ルプスレギナは照れくさそうに耳を動かしながら、にっこりと笑った。

「ありがとうございますっ、アルベド様。ジョン様のご命令とあらば、何でも最高の出来にしてみせますよ♪」

 

「まったく……あなたたちは本当に仲が良いですわね」

アルベドの微笑には、どこか安堵の色があった。

守護者たちが争うことなく、至高の御方のもとで穏やかに過ごす――

それは彼女にとって、何よりも尊い情景だった。

 

ジョンは湯気の立つカップを持ち上げ、軽く口をつける。

「ナザリックが今日もこうして静かであるのは、アルベドやみんなが日々尽力してくれているからだ。
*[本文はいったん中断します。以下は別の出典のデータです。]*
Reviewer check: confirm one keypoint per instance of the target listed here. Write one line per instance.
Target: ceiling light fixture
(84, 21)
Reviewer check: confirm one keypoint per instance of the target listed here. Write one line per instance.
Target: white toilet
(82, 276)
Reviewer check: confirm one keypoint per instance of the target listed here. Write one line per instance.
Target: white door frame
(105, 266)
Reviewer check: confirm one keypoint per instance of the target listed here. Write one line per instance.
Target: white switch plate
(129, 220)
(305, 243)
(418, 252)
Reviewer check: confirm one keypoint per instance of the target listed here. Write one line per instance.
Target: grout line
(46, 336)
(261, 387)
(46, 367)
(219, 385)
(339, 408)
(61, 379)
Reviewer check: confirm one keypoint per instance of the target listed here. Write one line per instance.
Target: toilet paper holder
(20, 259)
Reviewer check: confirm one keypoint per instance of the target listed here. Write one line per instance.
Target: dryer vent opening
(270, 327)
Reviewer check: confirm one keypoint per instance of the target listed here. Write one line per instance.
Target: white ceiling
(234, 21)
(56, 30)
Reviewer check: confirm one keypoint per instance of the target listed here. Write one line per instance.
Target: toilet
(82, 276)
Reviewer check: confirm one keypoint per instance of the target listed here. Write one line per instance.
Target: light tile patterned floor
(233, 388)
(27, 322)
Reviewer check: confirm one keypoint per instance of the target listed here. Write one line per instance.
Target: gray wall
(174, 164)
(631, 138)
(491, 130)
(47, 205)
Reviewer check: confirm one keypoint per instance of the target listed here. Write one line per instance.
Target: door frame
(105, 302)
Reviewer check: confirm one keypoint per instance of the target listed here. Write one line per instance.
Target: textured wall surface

だからこそ、せめてこうして礼を言いたい。ありがとう」

 

その言葉に、アルベドは胸に手を当て、深く頭を垂れた。

「……この身は、御方のために。ですが……そのように言っていただけることが、何よりの栄誉です」

 

静かな時間が流れ、香ばしい甘い香りが部屋を包み込む。

カップを置く音が、柔らかく響いた。

 

ジョンは微笑みながら言った。

「また今度は、みんな一緒に飲もう。たまには、肩の力を抜いてな」

 

アルベドの唇が、幸福に緩む。

「はい……その日を、心より楽しみにしておりますわ」

 

その瞬間、燭台の炎がふわりと揺れ、

ナザリックの夜は、ひときわ穏やかに深まっていった――。